That makes sense, thank you for the explanation. That said, I suppose I'm still disappointed that a security vendor would manipulate extension installation to bypass checks on a platform, but I'm not particularly surprised that it's the kind of thing AVG would do.
Also, you probably don't want them to. I've got a huge problem with software that goes out of its way to prevent the user from doing something they explicitly want to do.
How is code supposed to determine user intent? The AVG developers would no doubt say the user intended to install their software and didn't want to have to learn all of the details, just like every other malware / adware vendor claims; the Chrome developers would say that users want to be secure but if you ask, millions of people will be insecure because they made a mistake or were encouraged to believe something was safer than it actually is.

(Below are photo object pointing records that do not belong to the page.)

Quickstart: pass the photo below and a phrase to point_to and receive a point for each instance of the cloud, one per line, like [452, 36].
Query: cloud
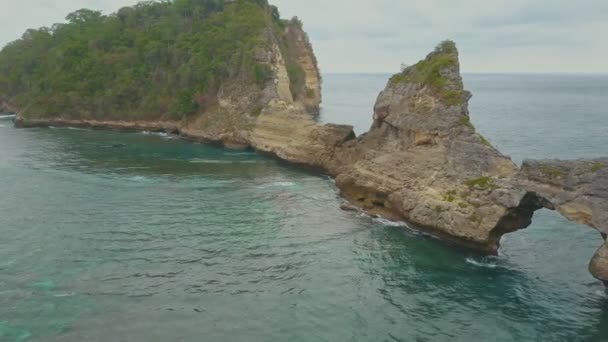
[378, 35]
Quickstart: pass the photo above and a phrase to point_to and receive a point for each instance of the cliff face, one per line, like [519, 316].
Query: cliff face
[6, 106]
[578, 189]
[423, 161]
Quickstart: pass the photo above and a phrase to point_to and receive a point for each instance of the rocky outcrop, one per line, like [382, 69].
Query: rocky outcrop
[421, 161]
[6, 106]
[578, 189]
[302, 52]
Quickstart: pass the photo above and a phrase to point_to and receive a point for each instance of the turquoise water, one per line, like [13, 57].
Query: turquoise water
[136, 237]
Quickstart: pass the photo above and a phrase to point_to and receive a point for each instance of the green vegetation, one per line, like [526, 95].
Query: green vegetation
[483, 183]
[474, 217]
[597, 166]
[466, 121]
[450, 196]
[428, 73]
[485, 141]
[164, 59]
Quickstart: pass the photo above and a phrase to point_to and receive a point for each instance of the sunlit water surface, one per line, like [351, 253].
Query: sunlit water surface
[132, 237]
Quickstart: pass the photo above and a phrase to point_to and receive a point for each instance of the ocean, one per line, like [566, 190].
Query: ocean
[109, 236]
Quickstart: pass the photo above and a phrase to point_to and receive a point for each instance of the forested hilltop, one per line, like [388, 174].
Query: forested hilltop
[157, 60]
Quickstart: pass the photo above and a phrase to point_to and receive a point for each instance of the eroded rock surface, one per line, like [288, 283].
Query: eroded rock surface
[423, 161]
[6, 106]
[578, 189]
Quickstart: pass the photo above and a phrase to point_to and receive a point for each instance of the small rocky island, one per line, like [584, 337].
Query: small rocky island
[422, 160]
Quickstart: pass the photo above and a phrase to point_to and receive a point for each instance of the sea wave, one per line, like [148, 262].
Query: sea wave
[209, 161]
[390, 223]
[160, 134]
[474, 262]
[283, 184]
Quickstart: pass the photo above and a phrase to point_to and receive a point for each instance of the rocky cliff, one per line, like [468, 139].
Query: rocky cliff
[578, 189]
[6, 106]
[422, 160]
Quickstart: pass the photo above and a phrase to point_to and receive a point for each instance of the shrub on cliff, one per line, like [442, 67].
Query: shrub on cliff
[151, 60]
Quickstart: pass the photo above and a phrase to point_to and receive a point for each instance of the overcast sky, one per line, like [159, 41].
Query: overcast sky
[378, 35]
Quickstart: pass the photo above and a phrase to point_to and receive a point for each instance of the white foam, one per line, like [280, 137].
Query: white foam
[283, 184]
[160, 134]
[209, 161]
[390, 223]
[139, 179]
[61, 295]
[474, 262]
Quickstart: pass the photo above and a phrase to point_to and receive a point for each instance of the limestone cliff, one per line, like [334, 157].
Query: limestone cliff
[423, 161]
[6, 106]
[578, 189]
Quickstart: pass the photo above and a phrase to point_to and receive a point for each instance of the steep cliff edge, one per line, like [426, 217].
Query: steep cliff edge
[227, 63]
[422, 160]
[578, 189]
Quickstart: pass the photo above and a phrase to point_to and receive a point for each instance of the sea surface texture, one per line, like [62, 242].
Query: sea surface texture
[110, 236]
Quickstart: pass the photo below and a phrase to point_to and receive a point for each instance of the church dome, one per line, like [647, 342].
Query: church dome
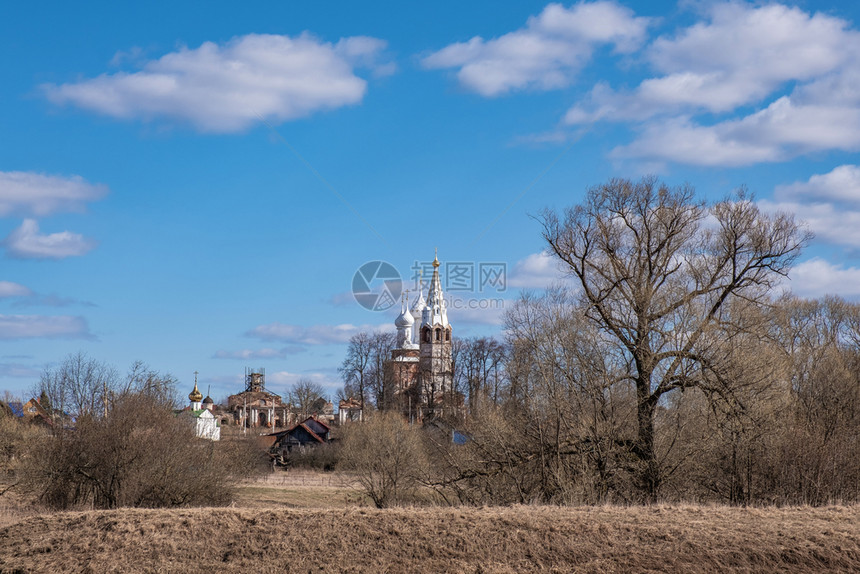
[404, 319]
[195, 396]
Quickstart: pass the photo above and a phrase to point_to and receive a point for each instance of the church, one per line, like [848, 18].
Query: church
[419, 374]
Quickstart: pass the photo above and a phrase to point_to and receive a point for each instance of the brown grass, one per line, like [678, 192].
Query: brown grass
[519, 539]
[309, 522]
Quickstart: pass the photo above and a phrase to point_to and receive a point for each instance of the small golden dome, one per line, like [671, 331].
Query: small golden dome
[195, 396]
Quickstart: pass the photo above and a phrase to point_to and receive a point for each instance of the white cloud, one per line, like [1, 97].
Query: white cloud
[9, 289]
[312, 335]
[227, 88]
[537, 271]
[816, 278]
[544, 55]
[739, 56]
[26, 242]
[265, 353]
[43, 326]
[840, 184]
[18, 370]
[487, 311]
[28, 193]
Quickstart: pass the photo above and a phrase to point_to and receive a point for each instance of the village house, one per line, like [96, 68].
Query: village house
[308, 433]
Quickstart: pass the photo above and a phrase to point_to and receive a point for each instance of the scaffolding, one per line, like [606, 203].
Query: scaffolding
[255, 380]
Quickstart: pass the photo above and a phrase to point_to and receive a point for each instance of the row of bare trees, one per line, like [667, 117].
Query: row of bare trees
[118, 441]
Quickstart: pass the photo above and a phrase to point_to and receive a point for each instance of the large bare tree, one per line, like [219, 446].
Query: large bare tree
[658, 270]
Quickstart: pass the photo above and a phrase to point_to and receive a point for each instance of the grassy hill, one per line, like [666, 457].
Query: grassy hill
[517, 539]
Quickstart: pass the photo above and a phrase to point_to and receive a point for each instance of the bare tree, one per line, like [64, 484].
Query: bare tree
[356, 367]
[657, 270]
[386, 456]
[79, 385]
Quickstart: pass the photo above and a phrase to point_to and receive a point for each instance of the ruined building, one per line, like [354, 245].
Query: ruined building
[255, 406]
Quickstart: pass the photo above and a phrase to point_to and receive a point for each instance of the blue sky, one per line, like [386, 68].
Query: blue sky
[196, 187]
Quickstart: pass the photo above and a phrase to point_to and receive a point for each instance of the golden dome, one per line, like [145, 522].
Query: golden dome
[195, 396]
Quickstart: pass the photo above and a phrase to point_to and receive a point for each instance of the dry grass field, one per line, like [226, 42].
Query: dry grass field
[308, 523]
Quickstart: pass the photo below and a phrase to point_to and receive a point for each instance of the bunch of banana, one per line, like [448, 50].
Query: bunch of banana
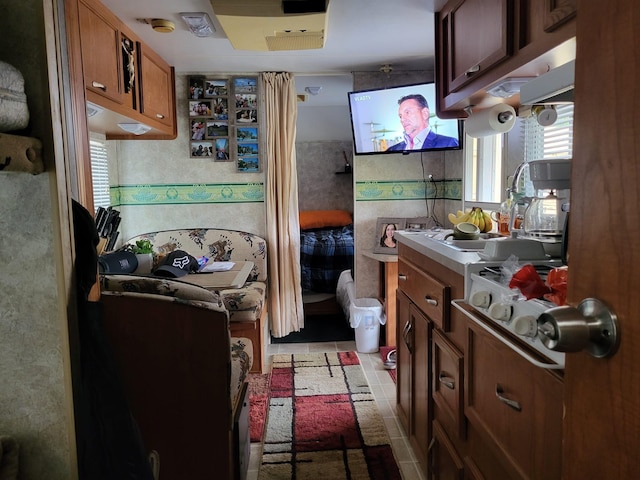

There simply isn't a simple solution to this problem.

Chrome already blocks extensions not from the webstore on Windows, unless you use a developer branch. See http://chrome.blogspot.com/2014/05/protecting-chrome-users-f...
> I've got a huge problem with software that goes out of its way to prevent the user from doing something they explicitly want to do.

I guess you have a huge problem with Windows 7 or later or OS X 10.9 or later, which really go out of their way to prevent you from loading unsigned kernel-space device drivers.

Yes. Yes I do. I wasn't aware that wanting complete control of my devices was somehow a controversial stance around here.
it's not evident there's a lot of user intent here; almost certainly the user doesn't intend to break web security.